[v2] Live update: cpr-exec

[PATCH V2 00/11] Live update: cpr-exec

Posted by Steve Sistare 1 year, 4 months ago

What?

This patch series adds the live migration cpr-exec mode, which allows
the user to update QEMU with minimal guest pause time, by preserving
guest RAM in place, albeit with new virtual addresses in new QEMU, and
by preserving device file descriptors.

The new user-visible interfaces are:
  * cpr-exec (MigMode migration parameter)
  * cpr-exec-command (migration parameter)
  * anon-alloc (command-line option for -machine)

The user sets the mode parameter before invoking the migrate command.
In this mode, the user issues the migrate command to old QEMU, which
stops the VM and saves state to the migration channels.  Old QEMU then
exec's new QEMU, replacing the original process while retaining its PID.
The user specifies the command to exec new QEMU in the migration parameter
cpr-exec-command.  The command must pass all old QEMU arguments to new
QEMU, plus the -incoming option.  Execution resumes in new QEMU.
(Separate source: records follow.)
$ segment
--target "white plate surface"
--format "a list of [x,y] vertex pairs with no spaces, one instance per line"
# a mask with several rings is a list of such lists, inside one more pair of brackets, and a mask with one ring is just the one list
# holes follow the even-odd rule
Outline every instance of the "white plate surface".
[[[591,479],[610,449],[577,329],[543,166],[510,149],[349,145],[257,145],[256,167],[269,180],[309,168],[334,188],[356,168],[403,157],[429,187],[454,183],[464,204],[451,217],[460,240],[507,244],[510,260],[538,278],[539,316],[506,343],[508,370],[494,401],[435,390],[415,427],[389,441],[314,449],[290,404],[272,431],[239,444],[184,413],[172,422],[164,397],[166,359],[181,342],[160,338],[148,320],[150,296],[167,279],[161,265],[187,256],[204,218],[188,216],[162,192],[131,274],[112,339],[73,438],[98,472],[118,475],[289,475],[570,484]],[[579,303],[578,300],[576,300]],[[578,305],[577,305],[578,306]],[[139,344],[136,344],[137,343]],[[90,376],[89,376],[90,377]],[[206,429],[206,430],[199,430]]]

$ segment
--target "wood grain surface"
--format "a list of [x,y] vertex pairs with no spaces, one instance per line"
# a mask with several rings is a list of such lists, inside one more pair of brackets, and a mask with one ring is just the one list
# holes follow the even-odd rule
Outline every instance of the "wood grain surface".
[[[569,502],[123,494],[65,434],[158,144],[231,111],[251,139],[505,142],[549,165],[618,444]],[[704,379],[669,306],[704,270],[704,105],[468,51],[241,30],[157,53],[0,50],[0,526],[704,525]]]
Memory-backend objects must have the share=on attribute, but
memory-backend-epc is not supported.  The VM must be started
with the '-machine anon-alloc=memfd' option, which allows anonymous
memory to be transferred in place to the new process.

Why?

This mode has less impact on the guest than any other method of updating
in place.  The pause time is much lower, because devices need not be torn
down and recreated, DMA does not need to be drained and quiesced, and minimal
state is copied to new QEMU.  Further, there are no constraints on the guest.
By contrast, cpr-reboot mode requires the guest to support S3 suspend-to-ram,
and suspending plus resuming vfio devices adds multiple seconds to the
guest pause time.  Lastly, there is no loss of connectivity to the guest,
because chardev descriptors remain open and connected.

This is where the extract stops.